Nach einigen Minuten des Schweigens jedoch strafte sich seine Erscheinung wieder und er fragte mit müder Stimme: "Die Wahrheit ist nun bekannt. Darf ich fragen Schattentöter was Ihr nun gedenkt mit dieser Information anzufangen?"

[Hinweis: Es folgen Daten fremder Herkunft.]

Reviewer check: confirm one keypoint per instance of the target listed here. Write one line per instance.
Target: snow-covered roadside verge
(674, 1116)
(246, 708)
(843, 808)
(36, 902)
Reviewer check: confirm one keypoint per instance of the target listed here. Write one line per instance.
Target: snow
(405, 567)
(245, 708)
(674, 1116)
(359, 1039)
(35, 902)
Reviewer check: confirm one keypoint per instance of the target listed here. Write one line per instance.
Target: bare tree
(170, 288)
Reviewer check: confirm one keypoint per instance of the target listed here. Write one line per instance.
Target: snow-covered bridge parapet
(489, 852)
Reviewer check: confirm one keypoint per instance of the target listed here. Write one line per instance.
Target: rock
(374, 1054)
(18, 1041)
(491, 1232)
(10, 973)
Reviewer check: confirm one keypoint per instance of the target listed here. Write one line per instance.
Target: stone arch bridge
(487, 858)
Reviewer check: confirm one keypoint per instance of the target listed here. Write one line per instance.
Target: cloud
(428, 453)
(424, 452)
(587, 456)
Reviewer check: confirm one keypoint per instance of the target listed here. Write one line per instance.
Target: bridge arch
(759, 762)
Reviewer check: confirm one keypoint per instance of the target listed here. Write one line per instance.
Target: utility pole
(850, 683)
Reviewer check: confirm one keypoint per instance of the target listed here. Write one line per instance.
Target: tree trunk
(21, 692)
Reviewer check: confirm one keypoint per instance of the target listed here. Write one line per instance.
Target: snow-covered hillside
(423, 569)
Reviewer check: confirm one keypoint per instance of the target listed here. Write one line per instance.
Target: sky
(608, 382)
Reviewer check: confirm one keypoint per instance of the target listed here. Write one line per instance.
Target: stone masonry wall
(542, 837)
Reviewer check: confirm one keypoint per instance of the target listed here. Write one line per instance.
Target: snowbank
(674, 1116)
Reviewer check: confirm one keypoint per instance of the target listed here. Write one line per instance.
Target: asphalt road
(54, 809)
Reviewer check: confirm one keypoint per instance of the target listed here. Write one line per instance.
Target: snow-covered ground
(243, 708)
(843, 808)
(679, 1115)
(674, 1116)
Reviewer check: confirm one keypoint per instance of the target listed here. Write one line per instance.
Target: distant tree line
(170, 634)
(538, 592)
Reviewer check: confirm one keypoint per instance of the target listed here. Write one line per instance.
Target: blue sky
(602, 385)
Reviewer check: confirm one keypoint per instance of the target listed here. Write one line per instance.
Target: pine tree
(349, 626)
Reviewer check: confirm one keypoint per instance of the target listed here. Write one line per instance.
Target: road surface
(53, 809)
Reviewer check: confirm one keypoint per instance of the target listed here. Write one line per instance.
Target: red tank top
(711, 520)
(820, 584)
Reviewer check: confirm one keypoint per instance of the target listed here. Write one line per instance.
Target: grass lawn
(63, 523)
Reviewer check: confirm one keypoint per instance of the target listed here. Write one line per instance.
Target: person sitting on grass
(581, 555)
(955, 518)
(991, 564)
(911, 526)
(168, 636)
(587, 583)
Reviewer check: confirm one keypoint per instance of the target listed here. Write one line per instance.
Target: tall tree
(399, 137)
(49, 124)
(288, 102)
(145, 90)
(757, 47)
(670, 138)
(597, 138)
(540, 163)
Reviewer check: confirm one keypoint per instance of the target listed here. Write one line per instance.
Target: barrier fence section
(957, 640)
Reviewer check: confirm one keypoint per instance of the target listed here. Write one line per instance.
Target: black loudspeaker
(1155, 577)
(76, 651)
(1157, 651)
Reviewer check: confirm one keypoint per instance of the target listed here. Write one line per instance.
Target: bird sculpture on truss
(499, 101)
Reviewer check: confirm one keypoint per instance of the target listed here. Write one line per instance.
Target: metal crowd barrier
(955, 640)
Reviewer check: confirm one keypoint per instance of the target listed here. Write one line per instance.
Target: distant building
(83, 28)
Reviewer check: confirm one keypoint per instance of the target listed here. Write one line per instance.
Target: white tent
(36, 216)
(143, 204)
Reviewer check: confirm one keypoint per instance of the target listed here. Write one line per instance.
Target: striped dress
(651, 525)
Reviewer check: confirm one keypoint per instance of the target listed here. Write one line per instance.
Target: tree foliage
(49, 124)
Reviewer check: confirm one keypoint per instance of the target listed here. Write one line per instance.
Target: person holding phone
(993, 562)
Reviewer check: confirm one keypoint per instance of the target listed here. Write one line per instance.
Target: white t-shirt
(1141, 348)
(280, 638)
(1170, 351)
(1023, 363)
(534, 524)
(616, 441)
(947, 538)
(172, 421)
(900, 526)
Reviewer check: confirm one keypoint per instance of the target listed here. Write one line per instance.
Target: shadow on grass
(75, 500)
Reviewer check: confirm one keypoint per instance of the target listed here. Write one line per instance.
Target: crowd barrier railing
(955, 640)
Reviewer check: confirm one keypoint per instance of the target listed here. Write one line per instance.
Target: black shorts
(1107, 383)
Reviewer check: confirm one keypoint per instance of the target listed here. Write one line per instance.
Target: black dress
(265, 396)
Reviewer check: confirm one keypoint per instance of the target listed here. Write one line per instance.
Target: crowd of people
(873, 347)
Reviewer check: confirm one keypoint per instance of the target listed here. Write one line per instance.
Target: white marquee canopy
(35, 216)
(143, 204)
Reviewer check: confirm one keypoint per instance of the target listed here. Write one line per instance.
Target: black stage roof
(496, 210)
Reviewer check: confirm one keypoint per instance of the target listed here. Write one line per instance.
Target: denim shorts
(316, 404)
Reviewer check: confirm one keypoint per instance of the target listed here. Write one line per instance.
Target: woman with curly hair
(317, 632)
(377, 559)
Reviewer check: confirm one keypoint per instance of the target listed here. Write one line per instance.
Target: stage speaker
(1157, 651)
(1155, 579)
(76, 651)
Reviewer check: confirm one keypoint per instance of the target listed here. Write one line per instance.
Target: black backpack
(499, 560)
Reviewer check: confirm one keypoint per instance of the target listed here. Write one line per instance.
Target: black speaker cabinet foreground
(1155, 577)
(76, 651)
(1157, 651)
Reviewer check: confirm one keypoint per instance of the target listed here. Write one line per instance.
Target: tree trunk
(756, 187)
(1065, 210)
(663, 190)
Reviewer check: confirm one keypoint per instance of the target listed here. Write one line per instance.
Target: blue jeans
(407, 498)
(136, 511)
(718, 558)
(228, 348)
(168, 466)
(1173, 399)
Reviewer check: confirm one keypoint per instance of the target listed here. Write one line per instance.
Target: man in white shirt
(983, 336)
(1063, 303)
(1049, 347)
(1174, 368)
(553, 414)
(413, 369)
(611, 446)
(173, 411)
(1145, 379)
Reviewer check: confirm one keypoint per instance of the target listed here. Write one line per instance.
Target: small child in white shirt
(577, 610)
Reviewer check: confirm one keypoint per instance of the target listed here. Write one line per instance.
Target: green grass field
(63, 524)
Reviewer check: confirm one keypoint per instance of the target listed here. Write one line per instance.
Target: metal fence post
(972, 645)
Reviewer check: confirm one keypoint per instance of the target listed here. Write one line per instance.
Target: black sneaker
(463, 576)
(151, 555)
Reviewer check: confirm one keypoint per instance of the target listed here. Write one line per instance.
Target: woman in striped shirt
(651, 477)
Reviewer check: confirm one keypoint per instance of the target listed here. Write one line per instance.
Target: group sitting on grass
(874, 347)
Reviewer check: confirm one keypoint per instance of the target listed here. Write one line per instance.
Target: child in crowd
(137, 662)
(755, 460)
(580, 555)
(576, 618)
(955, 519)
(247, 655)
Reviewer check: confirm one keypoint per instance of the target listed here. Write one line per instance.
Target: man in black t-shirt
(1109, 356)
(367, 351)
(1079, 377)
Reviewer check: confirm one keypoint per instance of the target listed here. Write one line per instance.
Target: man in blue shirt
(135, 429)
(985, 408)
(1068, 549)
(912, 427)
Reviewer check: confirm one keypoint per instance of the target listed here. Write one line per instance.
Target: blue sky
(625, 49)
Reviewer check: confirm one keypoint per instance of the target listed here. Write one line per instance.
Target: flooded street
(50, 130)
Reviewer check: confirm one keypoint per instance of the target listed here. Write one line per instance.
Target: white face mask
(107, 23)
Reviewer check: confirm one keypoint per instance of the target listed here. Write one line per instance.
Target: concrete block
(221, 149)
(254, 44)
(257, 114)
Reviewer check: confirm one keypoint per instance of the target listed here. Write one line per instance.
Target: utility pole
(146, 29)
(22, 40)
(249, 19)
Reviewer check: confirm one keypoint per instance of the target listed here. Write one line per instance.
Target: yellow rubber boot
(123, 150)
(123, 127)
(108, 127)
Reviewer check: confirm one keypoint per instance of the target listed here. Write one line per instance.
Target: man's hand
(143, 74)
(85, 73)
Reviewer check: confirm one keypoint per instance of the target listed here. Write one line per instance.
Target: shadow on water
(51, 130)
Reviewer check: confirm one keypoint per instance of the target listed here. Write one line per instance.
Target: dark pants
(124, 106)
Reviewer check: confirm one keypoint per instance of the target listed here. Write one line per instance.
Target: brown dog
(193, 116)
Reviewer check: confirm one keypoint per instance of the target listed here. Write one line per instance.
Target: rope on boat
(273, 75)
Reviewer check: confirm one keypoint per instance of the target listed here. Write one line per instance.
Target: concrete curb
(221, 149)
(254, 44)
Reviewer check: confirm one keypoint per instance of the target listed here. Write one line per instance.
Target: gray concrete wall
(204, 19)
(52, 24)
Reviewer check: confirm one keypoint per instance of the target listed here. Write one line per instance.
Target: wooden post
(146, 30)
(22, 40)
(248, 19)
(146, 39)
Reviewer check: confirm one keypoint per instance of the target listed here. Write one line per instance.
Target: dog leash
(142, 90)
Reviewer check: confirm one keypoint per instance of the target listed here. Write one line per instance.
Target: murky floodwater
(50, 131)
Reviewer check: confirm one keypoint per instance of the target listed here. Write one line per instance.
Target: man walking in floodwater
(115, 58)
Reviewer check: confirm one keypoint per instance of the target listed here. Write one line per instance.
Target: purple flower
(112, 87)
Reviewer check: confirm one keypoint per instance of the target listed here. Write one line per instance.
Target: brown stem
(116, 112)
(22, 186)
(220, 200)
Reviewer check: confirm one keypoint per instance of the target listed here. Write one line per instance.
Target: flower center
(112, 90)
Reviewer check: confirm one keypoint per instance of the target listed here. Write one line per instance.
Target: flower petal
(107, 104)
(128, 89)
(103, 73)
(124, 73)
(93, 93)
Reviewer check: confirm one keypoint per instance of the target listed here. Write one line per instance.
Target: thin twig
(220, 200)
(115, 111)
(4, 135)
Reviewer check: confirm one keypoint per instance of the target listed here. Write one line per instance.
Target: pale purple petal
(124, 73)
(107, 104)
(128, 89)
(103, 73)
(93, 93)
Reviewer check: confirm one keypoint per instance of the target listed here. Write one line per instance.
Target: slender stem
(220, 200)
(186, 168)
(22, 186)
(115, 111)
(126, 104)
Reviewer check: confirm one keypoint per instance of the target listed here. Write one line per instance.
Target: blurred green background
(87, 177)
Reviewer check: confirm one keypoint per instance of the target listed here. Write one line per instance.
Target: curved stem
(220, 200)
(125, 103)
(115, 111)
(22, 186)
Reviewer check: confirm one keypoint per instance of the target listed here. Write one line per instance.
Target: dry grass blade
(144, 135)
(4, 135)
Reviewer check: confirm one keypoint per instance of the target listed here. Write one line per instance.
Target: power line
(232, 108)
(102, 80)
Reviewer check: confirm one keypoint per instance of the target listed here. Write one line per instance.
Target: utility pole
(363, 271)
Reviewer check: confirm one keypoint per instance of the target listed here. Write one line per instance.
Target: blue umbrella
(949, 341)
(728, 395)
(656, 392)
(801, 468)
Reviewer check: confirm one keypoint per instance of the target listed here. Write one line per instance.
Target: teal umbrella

"Ihr fragt den falschen, Fürst.", erwiderte Eragon im selben ruhigen und sachlichen Tonfall den er während des ganzen Gesprächs angeschlagen hatte. "Ich habe Euch mein Wort im Namen der Reiter gegeben, dass wir dies vertraulich behandeln werden. Dieses Wort gilt weiterhin. Die einzigen, die entscheiden können wie mit dieser Information zu verfahren ist seit Ihr und natürlich Cale. Ihn betrifft die Sache im gleichen Maß."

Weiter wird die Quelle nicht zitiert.